Britain's Financial Times later reported that bank officials
investigating the matter found US$10,000 in gold coins had gone
missing, and said they had allegedly been given to a Malaysian
minister as a "trade sample".
The Malaysian government is fuming over the story because
Standard Chartered says the minister returned a gold coin after
receiving it in 1991.
Malaysia's Youth and Sports Minister, Abdul Ghani Othman, said
he was given a one-kilogram gold coin three years ago when he was
deputy finance minister for use as an exhibit.

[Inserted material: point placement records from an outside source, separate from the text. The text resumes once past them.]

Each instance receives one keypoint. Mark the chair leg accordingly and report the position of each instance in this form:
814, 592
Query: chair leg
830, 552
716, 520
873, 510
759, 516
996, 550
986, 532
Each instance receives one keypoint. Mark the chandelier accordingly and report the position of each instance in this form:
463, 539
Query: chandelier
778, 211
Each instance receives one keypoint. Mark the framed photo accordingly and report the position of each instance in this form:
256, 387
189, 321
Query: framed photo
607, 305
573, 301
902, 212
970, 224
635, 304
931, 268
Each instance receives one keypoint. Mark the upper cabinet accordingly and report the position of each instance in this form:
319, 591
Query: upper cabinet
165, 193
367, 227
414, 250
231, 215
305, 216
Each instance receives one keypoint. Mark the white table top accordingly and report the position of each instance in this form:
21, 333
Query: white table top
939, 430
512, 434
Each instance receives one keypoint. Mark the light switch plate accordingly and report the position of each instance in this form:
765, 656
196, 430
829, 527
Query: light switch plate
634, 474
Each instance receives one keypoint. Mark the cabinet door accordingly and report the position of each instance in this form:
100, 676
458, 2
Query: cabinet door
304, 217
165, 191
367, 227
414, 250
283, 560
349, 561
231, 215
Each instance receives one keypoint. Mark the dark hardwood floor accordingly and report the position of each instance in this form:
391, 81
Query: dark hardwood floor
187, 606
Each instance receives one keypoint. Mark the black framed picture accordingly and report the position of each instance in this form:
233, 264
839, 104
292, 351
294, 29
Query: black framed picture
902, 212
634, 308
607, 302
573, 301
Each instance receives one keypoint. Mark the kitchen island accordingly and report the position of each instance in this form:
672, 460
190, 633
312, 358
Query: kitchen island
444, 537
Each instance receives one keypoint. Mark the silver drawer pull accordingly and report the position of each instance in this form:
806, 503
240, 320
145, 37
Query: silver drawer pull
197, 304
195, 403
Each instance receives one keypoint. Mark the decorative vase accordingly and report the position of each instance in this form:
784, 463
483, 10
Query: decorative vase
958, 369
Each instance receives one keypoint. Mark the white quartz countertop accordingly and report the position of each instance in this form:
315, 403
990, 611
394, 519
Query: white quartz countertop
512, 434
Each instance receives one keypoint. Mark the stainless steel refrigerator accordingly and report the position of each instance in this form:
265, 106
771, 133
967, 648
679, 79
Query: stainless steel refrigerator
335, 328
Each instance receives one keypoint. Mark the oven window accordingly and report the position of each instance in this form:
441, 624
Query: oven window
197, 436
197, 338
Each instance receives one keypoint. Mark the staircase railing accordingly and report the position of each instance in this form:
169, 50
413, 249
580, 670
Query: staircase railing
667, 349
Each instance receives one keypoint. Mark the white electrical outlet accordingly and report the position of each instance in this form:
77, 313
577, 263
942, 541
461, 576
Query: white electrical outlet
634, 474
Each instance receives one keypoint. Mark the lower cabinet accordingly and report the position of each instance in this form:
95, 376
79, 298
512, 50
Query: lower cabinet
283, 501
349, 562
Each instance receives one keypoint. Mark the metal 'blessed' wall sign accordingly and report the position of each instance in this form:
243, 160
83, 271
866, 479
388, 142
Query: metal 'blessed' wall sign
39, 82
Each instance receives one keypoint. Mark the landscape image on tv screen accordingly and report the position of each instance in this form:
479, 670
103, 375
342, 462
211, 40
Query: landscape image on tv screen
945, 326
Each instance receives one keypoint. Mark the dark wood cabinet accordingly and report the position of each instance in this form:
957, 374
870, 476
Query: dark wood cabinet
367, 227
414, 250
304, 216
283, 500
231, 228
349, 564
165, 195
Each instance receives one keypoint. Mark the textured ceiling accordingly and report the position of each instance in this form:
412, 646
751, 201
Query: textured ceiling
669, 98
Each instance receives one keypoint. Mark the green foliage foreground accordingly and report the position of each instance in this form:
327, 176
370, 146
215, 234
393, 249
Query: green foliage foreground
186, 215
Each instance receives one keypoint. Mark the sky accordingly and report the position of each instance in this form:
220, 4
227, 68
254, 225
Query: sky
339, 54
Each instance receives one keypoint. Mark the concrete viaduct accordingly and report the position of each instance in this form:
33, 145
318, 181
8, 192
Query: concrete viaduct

Standard Chartered Bank in Kuala Lumpur issued a statement
confirming Abdul Ghani's account, saying the case was closed. The
bank said it regretted that "a distorted leak of an internal
investigation" had embarrassed Malaysia.
Malaysia's Justice Minister, Syed Hamid Albar, said at the
weekend that the government should sue the Financial Times and
ban its distribution in Malaysia in retaliation.
The incident may threaten to delay the lifting of a ban on
government contracts for British business, imposed six months ago
in retaliation against British media reports about corruption in
Malaysia, analysts said.
The national news agency, Bernama, quoted the justice minister
as saying at the weekend: "We should seriously consider taking
action against the newspaper and its editor for being
irresponsible in reporting such stories."
"The victim is not simply the person but the country. They are
tarnishing the good name of the country and they have got their
own reasons for doing it to bring disrepute to Malaysia," Hamid
told reporters in the southern state of Johor.
The issue will be discussed at the weekly cabinet meeting
tomorrow, he said.
Deputy Prime Minister Anwar Ibrahim hinted that the matter
could affect the timing of the lifting of the ban.
"We have to study the implications and intention of the media
in harping on the issues in such an irresponsible manner," Anwar
told reporters at the weekend.
Officials and diplomats said the cabinet decided in early June
to lift the ban -- which could cost British firms billions of
dollars in lost contracts -- but left it to Prime Minister
Mahathir Mohamad to decide the time.
Mahathir was particularly incensed about a story in the Sunday
Times of London in late February that said a British construction
company was prepared to offer him a US$50,000 bribe to secure a
building contract.
Mahathir said then that the story betrayed the "colonial
brain" of the British press which thought "brown Moslems" were
incompetent and their leaders corrupt.
More of that sort of rhetoric was used by the pro-government
New Straits Times in an editorial on Monday entitled "Fool's Gold
of Fleet Street".
"The Financial Times has shown that the come-down to fair
reporting involves too much pride to swallow for Fleet Street's
blabber-mouths," the newspaper said.
"While ministers of the crown visited Kuala Lumpur with caps
in hand... while leading City banks and businesses pooled for
advertisements and other exorbitant gestures of contrition, and
diplomats bowed low... the witch hunt was only held at bay."
The newspaper said Malaysia need not fear trade retaliation if
the ban remained.
"Having given over that power to Brussels (as a member of the
European Union) Britain has little muscle left over external
trade, a fact that would leave Malaysia free to select from a
queue of alternative foreign partners at its ease and leisure."